My response to PLP was as follows:
I skimmed it. I’ll read it all later. It does not make my blood boil. My anger at France was not that they disagreed with what Bush wanted to do, or that there were not arguments against what Bush wanted to do. I am angry with them for being dishonest and underhanded in their dealings with us, for being motivated by a desire to thwart the US rather than offer anything constructive. I also note this writer is using the dishonest trope that Bush said a threat was “imminent”. That is false and this writer and anyone paying attention knows it. What Bush said (I could get you the quote) is that we will not wait until a threat from Saddam becomes imminent. What Bush and his team have undertaken in Iraq is wildly ambitious. I said so at the time. I actually tend to agree with the people Bush is dismissing, who worry that Muslims are categorically incapable of creating a democratic society, that they need a dictator to keep minimal order. But Bush has bet on Fukayama rather than Huntington, so away we go. The “liberation of Iraq” may end up being pie in the sky, a last gasp of Wilsonian/Gladstonian do-goodism before we get down to the serious work of waging and winning a Huntingtonian civilizational struggle to the death against the Islamic world. It will make the destruction of the North American indians look like a minor dustup. If the Iraq effort fails, the Democrats and, I suppose, the French, get to clean it up. Nonetheless, I am far less pessimistic than this writer. We have made a lot of progress in Iraq. We are not in a “quagmire”. We are not publicizing our successes against the enemy, because we will not repeat the Vietnam “body count” mentality. Once Bush gets past this next election, which will be close but which he will probably win, the Baathist remnants and jihadi infiltrators are going to face even tougher opposition. We will be able to hand over day-to-day policing to the Iraqis and use our forces for warfighting. As the commander of the 82nd Airborne said, quoting Viscount Slim of Burma, we will use a sledgehammer to crack a walnut. We have the big sledgehammer. We are getting better and better intelligence every day. We are convincing the Iraqi people, who don’t like us and don’t have to like us, that we won’t leave them to the jackals. So they will bet on the big dog, us. So, I am cautiously optimistic.

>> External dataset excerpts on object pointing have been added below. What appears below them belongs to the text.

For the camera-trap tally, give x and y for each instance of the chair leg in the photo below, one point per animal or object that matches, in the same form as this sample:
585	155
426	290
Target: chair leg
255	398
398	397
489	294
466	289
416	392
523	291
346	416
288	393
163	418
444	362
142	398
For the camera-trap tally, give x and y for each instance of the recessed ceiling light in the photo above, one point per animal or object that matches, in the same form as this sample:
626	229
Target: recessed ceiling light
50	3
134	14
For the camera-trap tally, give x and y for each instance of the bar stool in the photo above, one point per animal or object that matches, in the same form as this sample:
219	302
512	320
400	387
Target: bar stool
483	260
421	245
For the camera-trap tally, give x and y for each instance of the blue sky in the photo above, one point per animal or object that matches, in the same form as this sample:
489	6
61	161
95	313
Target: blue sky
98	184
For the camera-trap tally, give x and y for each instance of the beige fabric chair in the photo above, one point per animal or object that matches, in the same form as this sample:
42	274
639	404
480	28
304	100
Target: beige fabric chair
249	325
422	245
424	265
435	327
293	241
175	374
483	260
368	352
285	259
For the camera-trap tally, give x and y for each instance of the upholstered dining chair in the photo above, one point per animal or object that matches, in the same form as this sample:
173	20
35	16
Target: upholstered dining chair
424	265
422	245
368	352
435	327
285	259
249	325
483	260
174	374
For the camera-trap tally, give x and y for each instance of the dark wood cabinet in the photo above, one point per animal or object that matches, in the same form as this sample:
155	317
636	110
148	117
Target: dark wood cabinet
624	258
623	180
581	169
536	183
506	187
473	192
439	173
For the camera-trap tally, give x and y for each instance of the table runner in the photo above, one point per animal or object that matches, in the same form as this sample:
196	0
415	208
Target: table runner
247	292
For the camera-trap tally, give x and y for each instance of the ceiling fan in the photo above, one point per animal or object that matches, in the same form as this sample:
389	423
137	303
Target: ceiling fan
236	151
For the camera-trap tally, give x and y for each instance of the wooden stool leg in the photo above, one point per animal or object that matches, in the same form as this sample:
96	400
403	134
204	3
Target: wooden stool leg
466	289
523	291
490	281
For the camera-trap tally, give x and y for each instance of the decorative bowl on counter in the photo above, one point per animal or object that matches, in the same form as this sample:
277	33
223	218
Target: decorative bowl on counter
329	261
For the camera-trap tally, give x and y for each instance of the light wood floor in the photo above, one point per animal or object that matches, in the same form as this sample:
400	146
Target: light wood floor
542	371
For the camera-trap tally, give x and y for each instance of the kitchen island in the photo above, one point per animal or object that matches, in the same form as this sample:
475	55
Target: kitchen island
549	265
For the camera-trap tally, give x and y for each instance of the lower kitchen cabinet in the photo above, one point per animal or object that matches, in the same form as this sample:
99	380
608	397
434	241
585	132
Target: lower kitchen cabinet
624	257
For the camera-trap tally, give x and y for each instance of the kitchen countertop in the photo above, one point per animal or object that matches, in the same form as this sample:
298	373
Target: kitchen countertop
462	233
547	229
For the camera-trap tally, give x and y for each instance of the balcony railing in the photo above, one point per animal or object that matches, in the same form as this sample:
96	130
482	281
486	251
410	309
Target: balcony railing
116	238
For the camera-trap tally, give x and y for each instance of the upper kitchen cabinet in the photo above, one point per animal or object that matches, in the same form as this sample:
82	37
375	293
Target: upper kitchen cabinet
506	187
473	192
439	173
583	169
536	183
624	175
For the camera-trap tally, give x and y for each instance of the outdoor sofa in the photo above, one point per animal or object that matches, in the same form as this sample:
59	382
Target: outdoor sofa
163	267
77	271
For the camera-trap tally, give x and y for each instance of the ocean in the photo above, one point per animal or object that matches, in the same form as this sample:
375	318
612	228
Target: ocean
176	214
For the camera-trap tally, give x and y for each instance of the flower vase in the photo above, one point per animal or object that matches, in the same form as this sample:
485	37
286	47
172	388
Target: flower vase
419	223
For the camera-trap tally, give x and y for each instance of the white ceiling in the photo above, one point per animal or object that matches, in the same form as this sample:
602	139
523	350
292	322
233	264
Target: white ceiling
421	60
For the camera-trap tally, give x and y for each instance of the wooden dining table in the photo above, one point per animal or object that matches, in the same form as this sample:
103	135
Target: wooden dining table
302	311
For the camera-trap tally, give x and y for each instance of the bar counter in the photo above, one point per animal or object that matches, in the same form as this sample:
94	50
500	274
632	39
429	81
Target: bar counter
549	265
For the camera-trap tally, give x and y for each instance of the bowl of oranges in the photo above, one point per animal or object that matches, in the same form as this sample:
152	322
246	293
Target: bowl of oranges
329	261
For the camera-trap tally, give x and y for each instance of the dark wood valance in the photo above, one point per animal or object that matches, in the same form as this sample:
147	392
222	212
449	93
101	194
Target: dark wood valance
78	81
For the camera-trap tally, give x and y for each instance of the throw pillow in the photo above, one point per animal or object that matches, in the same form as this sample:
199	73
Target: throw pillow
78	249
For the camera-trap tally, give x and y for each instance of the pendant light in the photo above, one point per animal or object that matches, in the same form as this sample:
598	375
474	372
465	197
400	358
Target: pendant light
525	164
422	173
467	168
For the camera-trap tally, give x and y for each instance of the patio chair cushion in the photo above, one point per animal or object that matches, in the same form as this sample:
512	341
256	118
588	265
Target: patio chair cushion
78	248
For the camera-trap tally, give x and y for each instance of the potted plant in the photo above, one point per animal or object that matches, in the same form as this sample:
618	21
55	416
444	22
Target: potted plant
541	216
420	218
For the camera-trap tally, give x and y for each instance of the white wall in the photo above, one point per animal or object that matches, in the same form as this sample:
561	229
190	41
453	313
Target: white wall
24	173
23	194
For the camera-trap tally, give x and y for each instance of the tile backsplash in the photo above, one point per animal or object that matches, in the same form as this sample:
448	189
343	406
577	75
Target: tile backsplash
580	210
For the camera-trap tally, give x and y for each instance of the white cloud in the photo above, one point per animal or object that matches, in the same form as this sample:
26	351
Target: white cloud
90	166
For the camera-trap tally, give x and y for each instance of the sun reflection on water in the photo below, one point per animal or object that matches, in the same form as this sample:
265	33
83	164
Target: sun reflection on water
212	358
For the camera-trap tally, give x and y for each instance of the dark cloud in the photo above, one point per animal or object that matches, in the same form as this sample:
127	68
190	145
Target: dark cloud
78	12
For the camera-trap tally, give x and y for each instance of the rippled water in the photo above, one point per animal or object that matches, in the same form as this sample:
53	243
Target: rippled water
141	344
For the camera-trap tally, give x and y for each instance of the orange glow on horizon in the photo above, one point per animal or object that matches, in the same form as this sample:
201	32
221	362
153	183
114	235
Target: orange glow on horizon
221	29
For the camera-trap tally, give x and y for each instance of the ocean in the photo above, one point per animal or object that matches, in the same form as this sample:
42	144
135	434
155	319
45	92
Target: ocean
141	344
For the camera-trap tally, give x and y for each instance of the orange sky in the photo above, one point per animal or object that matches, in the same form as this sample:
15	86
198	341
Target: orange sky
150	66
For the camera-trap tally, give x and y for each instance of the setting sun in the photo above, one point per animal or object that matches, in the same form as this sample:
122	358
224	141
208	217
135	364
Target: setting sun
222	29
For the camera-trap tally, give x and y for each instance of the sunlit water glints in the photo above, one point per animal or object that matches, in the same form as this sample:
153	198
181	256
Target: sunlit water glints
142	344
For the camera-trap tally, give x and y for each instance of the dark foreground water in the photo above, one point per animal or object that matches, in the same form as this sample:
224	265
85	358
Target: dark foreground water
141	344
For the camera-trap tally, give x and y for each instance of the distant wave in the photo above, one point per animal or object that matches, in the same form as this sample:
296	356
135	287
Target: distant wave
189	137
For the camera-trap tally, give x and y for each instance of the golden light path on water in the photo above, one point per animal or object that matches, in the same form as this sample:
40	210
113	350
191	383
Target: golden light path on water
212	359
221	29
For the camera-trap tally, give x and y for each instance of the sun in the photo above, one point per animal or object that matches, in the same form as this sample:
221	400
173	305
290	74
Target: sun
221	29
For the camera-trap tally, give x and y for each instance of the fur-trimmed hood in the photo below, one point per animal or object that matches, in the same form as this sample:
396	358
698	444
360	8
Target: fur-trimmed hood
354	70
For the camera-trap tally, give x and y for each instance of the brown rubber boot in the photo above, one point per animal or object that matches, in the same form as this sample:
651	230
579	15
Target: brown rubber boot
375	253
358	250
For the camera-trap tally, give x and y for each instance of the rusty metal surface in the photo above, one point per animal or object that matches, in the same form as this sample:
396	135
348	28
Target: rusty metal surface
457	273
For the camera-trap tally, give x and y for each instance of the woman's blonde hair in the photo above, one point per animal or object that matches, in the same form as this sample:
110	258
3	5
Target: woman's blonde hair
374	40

I have since read the whole thing. The article is seriously wrong in several respects. Just as Iraq is not Vietnam, it is not Algeria either, for starters. I trust this bit of hokum will circulate around the net and be sternly fisked by somebody with the time and willpower to wade into it.
Striking a more scholarly note, Eliot Cohen lays out just how ugly it would be if Bush were to “cut and run” in Iraq. He won’t do that.
I note that in the joint news conference today, Tony Blair spoke in his usual stirring fashion about the universality of the desire for freedom:
And I believe that if people are given the chance to have freedom, whatever part of the world they’re in, whatever religion they practice, whatever faith they have, if they’re given the chance to have freedom, they welcome it. And I think it is the most appalling delusion that actually affects some people even within our own societies that somehow, though we in our countries love freedom and would defend freedom, somehow other people in other parts of the world don’t like it.
And the reason why they like freedom is because then, if you’ve got freedom and democracy, and the rule of law, you can raise your family, you can earn a decent standard of living, you can go about your daily business without fear of the secret police or terrorism. And in those types of societies, the terrorists who thrive on hatred and fanaticism, they get no breathing ground, they get no breathing space.
My concern is not that the desire for these things isn’t universal — it is. My concern is that the cultural. psychological and institutional frameworks any given group of people have inherited may not equip them to successfully implement “freedom and democracy, and the rule of law”. Blair is an optimist. I note that one old-timer who emphatically does not agree is Richard Pipes, whom some of you will remember as a scholar of Russian and Soviet history and a hardline member of the Reagan administration.
Pipes has some misgivings about the most recent application, in Iraq, of the approach he helped formulate. “I think the war was correct — destroying this invasive evil. But beyond this I think they’re too ambitious,” he says. He bluntly dismisses the promise of a democratic Iraq — “impossible, a fantasy” — citing obstacles similar to Russia’s. “Democracy requires, among other things, individualism — the breakdown of old clannish, tribal organizations, the individual standing face-to-face with the state. You don’t have that in the Middle East. Iraq is tribally run.”
My heart’s with Blair, my head, to some extent, with Pipes. Fingers crossed.
But that doesn’t mean the French were right. No way.
Incidentally, I think Howard Dean should use this as a campaign slogan: “US Out of Iraq Now! The French Were Right!”